L’Université de Montréal et du stress humain

Prendre le stress par les cornes

À force de « stresser » ses cobayes dans son labo, Sonia Lupien a constaté une méprise généralisée : on impute à tort le stress à la pression du temps. « Toute la relaxation du monde n’y fera rien si on ne connaît pas la bête ! » dit-elle. La spécialiste du stress humain l’a donc apprivoisée pour nous.

Qu’on se le tienne pour dit : la recette miracle pour contrôler le stress et l’expulser hors de sa vie n’existe pas. « Il faut d’abord savoir à quoi on a affaire », affirme Sonia Lupien, professeure au Département de psychiatrie de l’Université de Montréal et directrice du Centre d’études sur le stress humain de l’Institut universitaire en santé mentale de Montréal.

À force d’étudier le stress — elle lui a consacré tout un livre, Par amour du stress (Les Éditions au Carré, 2010) —, la chercheuse en est venue aux conclusions suivantes : oui, le stress résulte d’un débalancement entre les ressources et les demandes. Non, ça n’aidera personne de s’en tenir à cette définition. Ce qu’il faut garder en tête : les quatre caractéristiques (qu’on peut retenir à l’aide de l’acronyme « CINÉ ») qui font qu’une situation peut être stressante, peu importe le statut, l’âge ou le sexe de la personne qui y est confrontée. Plus la situation comporte de caractéristiques, plus la réponse au stress est élevée.

Le CINÉ

Contrôle faible : l’impression de perdre le contrôle sur la situation.

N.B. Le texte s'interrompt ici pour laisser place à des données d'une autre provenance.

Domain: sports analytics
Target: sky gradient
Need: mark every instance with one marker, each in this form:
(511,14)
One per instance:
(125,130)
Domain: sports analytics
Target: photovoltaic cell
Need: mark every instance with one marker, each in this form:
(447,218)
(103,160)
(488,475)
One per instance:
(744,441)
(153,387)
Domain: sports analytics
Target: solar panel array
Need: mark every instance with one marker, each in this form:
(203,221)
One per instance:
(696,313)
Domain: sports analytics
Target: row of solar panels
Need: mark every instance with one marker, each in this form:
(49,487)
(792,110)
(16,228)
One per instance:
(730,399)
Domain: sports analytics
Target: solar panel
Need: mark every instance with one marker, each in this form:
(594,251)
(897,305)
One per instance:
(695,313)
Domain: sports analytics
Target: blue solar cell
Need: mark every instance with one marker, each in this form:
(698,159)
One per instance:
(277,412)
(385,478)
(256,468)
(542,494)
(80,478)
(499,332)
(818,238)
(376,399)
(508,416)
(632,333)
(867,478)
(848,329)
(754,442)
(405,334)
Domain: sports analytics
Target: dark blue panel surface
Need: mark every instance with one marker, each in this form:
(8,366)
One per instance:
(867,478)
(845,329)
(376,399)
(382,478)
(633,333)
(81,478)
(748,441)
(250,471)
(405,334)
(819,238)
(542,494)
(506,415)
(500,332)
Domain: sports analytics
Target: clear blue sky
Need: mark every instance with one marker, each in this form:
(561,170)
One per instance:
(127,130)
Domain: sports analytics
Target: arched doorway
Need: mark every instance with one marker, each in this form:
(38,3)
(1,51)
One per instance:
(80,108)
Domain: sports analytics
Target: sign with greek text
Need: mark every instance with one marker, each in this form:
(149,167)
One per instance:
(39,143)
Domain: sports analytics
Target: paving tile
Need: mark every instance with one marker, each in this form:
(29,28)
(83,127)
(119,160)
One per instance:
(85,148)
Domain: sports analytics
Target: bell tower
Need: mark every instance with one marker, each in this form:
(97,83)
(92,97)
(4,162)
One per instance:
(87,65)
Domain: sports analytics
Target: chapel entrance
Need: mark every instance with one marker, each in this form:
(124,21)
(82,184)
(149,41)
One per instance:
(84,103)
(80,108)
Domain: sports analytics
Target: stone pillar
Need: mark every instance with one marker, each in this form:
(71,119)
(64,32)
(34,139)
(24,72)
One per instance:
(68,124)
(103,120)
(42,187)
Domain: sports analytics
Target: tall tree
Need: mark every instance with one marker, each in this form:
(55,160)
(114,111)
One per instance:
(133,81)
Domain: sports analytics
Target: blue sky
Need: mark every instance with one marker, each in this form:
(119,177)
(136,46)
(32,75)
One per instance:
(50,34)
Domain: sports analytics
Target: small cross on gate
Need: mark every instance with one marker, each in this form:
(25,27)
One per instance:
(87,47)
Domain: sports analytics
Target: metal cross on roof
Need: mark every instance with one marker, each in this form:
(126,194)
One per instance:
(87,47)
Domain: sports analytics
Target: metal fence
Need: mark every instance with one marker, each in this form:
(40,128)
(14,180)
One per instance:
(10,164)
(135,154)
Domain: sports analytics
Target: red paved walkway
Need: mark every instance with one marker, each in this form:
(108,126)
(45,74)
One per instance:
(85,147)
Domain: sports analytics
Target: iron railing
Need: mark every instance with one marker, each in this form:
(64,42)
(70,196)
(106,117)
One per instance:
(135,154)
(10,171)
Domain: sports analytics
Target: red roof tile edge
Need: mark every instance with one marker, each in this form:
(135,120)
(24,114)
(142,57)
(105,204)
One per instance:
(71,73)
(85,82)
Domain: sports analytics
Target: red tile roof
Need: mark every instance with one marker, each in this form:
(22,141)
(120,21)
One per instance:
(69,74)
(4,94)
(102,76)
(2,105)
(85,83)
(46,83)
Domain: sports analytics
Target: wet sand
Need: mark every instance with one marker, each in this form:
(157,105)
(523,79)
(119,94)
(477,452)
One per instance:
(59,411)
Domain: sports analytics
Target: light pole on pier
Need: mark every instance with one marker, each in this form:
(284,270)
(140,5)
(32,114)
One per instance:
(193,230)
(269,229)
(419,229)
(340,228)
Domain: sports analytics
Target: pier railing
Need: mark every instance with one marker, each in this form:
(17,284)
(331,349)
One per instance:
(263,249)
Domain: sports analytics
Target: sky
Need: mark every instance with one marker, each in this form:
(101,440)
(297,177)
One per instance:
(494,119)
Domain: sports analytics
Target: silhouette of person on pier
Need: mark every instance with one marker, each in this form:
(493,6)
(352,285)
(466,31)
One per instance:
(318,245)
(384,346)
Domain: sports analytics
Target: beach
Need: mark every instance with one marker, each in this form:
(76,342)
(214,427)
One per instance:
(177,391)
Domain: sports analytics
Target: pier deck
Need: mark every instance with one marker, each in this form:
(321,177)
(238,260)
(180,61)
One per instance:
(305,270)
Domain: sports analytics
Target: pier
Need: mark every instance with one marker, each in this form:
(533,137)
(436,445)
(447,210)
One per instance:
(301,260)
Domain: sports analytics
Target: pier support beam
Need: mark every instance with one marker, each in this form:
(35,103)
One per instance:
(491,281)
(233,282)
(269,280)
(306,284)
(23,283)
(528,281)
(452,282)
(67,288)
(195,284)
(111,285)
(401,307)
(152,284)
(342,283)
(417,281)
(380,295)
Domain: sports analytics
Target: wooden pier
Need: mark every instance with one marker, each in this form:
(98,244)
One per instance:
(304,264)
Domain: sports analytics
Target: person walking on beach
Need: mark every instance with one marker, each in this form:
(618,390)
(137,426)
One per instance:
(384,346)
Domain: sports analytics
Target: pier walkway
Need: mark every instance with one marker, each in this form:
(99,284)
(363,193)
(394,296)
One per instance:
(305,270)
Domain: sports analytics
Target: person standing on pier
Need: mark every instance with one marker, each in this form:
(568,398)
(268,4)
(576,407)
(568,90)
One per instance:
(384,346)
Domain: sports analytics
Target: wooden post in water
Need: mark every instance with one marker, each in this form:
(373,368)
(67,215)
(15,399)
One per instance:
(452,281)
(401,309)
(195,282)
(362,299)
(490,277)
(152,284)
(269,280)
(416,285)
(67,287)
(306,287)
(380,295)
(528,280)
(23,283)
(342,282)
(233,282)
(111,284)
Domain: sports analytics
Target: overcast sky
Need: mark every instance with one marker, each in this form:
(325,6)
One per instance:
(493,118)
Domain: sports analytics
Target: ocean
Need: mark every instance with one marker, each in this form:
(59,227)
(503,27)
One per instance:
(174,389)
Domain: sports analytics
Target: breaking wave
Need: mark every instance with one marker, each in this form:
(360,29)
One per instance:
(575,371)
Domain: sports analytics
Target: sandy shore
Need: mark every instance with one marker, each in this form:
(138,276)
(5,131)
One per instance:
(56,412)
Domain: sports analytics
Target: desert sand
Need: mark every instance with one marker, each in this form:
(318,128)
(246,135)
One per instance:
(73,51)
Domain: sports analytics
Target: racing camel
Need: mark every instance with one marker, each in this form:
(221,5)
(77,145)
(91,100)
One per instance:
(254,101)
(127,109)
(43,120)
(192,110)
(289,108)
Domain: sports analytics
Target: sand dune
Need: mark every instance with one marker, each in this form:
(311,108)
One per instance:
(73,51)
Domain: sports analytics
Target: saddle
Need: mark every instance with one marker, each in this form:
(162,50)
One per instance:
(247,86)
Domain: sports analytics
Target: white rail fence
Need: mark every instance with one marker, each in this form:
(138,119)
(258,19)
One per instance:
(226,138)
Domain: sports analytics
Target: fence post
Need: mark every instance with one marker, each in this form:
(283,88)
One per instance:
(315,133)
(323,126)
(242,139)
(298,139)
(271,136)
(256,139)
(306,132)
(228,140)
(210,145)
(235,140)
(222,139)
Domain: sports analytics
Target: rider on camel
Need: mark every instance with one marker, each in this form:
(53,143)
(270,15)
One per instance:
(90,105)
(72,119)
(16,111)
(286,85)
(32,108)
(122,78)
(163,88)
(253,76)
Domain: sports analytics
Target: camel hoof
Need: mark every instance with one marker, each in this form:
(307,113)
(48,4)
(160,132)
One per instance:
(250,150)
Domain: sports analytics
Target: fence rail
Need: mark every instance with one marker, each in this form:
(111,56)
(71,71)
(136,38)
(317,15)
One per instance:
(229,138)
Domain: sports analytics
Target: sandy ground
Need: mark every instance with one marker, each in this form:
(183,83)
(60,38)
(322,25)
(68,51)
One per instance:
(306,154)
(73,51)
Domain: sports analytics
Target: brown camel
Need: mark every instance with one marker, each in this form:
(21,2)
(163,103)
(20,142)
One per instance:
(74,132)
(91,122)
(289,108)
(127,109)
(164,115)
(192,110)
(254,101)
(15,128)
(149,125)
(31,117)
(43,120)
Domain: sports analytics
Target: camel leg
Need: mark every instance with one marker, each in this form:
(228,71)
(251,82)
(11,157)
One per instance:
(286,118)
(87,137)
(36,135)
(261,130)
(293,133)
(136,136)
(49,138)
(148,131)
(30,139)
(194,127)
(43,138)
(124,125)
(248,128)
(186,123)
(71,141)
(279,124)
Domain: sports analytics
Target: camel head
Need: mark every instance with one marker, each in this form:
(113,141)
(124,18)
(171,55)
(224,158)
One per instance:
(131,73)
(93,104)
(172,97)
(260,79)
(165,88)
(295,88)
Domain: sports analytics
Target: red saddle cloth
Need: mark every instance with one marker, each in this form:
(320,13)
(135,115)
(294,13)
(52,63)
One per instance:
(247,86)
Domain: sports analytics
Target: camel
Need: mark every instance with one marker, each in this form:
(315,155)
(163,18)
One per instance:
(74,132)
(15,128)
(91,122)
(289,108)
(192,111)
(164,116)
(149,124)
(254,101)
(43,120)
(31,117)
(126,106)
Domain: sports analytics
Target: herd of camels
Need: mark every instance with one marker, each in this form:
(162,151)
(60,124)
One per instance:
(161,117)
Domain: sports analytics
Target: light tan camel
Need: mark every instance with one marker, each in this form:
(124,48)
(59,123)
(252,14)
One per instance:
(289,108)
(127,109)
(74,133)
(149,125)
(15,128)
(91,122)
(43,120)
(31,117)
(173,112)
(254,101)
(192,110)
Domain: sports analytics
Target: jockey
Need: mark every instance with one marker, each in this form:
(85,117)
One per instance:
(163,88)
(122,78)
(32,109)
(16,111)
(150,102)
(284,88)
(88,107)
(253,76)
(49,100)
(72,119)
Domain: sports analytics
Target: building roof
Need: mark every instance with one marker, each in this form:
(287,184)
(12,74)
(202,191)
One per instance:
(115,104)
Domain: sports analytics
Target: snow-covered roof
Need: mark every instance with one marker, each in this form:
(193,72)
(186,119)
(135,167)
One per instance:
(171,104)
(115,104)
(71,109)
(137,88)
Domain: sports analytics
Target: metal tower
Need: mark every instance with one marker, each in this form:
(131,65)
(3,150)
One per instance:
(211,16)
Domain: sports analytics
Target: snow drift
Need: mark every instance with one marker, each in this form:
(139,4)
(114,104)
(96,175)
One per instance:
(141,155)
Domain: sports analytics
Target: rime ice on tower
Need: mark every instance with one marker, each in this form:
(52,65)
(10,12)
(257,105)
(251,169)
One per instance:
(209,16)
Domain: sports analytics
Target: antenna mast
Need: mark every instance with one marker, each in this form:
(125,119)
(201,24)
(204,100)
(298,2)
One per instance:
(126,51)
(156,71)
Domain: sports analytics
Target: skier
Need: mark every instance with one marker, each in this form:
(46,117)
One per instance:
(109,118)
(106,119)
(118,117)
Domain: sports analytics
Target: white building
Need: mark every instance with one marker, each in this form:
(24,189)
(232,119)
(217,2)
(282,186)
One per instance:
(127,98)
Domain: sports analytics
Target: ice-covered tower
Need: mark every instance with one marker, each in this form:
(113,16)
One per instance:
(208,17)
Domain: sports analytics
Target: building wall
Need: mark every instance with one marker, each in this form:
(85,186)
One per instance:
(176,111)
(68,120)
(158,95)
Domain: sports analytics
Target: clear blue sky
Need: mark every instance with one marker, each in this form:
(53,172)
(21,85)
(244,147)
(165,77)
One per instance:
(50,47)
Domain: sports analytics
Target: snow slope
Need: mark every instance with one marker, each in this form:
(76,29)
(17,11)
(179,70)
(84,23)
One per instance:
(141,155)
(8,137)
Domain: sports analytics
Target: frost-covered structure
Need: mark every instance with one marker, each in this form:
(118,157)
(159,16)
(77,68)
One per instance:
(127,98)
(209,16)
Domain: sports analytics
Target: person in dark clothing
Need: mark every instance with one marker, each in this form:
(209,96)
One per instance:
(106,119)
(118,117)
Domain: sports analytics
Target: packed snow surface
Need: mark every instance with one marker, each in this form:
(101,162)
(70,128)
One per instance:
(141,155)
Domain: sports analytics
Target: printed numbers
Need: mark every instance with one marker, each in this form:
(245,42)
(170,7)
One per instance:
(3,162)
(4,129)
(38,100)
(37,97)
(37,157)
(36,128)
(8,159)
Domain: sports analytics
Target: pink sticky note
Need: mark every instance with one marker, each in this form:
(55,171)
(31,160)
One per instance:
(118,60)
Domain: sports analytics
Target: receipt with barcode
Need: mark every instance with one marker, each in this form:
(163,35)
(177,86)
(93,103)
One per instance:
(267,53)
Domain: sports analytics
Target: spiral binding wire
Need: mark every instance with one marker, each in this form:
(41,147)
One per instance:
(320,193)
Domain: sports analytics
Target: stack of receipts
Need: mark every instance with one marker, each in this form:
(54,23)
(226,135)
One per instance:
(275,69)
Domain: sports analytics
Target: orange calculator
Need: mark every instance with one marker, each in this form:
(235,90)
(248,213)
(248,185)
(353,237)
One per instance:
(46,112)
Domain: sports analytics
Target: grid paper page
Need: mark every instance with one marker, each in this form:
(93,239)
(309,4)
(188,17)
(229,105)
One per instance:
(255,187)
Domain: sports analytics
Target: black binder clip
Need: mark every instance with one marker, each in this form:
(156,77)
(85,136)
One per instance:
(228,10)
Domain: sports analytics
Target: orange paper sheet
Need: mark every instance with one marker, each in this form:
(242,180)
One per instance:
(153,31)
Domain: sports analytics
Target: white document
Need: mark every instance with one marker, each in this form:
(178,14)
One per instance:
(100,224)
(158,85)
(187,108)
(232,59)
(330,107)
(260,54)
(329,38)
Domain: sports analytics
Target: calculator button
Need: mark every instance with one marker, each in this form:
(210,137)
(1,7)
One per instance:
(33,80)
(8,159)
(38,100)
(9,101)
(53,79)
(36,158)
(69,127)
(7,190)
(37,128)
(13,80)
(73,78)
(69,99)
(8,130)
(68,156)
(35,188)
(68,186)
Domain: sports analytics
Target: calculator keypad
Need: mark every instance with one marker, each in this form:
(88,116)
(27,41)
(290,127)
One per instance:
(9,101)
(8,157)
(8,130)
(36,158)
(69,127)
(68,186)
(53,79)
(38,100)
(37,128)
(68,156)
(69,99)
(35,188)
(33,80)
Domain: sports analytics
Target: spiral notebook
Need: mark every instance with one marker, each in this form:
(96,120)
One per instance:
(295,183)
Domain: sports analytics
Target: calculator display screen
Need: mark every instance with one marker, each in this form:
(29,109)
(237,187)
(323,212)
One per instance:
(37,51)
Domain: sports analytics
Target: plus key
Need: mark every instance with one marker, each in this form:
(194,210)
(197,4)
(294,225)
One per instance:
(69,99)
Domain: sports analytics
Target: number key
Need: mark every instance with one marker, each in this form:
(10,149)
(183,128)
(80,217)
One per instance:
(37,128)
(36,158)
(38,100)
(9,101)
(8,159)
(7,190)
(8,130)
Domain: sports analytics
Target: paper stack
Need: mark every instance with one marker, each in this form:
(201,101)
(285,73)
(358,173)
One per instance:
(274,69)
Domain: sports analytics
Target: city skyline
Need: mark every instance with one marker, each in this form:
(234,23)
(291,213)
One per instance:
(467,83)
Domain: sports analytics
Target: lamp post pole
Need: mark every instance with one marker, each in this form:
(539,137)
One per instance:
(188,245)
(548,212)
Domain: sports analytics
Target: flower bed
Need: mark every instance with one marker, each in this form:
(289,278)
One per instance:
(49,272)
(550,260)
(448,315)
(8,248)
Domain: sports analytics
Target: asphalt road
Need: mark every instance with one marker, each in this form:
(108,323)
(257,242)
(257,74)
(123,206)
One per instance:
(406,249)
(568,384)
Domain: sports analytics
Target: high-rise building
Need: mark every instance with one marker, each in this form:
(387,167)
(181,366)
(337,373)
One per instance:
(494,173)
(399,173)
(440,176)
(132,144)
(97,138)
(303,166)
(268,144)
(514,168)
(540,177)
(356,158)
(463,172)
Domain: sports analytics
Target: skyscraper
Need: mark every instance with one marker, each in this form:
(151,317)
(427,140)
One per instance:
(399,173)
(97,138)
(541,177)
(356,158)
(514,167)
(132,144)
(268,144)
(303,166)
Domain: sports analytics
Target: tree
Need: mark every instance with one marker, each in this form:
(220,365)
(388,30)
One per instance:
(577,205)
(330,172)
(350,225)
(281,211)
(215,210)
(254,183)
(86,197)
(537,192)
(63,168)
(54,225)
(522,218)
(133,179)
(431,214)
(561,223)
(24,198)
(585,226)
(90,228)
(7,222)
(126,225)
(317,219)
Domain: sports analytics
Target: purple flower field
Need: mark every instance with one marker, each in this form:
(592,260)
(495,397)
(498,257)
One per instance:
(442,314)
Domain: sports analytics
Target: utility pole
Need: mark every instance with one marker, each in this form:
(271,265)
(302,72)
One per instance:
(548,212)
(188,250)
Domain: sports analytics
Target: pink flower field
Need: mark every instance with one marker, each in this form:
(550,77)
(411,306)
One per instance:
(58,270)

Imprévisibilité : une situation imprévue ou imprévisible.

Nouveauté : une situation nouvelle.

Égo menacé : une situation menaçante pour l’égo.

À chacun son CINÉ

Pour comprendre ce qui compromet l’équilibre en soi, il faut d’abord déconstruire ses propres facteurs de stress. « Les gens savent reconnaître qu’ils sont stressés, mais ils ne savent pas pourquoi. On ne peut pas tuer la bête si on ne sait pas où elle se terre ! » illustre Sonia Lupien. Il faut donc se demander : qu’est-ce qui, pour soi, est nouveau, imprévisible, menaçant et incontrôlable ? Une fois qu’on a fait ça, on doit poursuivre le raisonnement, soit reconstruire son stresseur. Comment ? En établissant un plan B et, par la même occasion, sa capacité de résilience. « La plupart des gens ne mettront jamais en action leur plan B. Or, le seul fait d’en avoir un envoie le message au cerveau qu’on garde le contrôle. Du coup, on cesse de produire des hormones de stress. Reste ensuite à trouver des solutions pour régler le problème », indique la spécialiste.

Ennemi ou allié ?

« Tapez "stress" dans Google et vous verrez : tout ce qu’on écrit à son sujet est négatif, remarque Sonia Lupien. Pourtant, le stress est nécessaire à la survie : il aiguise l’attention, la vigilance et la mémoire. » Par exemple, si on voit une automobile foncer vers soi, le stress enverra au cerveau le signal de reculer. Tous les sens seront en alerte, et on ne sera pas près de l’oublier. Là où ça se gâte, c’est quand le stress devient chronique. « À force de remonter au cerveau, les hormones de stress produites pour nous sauver la vie vont commencer à modifier la façon dont on interprète les situations. Tranquillement, on verra le verre à moitié vide. »

Vrai ou faux ?

Les enfants et les personnes âgées sont les moins stressés.

FAUX Les personnes âgées et les enfants sont plus vulnérables au stress que le sont les adultes. Chez les aînés, les répercussions du stress sur le cerveau sont plus importantes, car il accélère son vieillissement et le dégrade. Chez les enfants, le stress retarde le développement du cerveau. « J’ai démontré que les enfants sont très sensibles au stress de leurs parents : plus papa et maman s’emballent, plus leur progéniture produit des hormones de stress », dit Sonia Lupien.

Le stress résulte de la pression du temps.

FAUX La pression du temps n’est pas la source du stress qu’on peut vivre, mais seulement l’impression de perte de contrôle sur son propre temps, de la même façon qu’on peut perdre le contrôle sur sa santé, ses finances, son mariage…

Les femmes sont plus stressées que les hommes.

VRAI et FAUX D’un point de vue subjectif, les femmes se disent plus stressées que les hommes. Or, si on se fie au stress objectif, soit les hormones de stress, ces messieurs scorent plus haut. Explication : les hommes sont plus réactifs au stress, alors que le niveau de stress des femmes à la base (stress basal) est plus élevé.

Découvrez ce qu’est le stress

La cause des désordres physiques et mentaux associés au stress est liée à la production d’hormones de stress produites en réaction à une situation jugée menaçante par le cerveau. Ces hormones permettent à l’être humain de réagir face au danger : combattre ou fuir.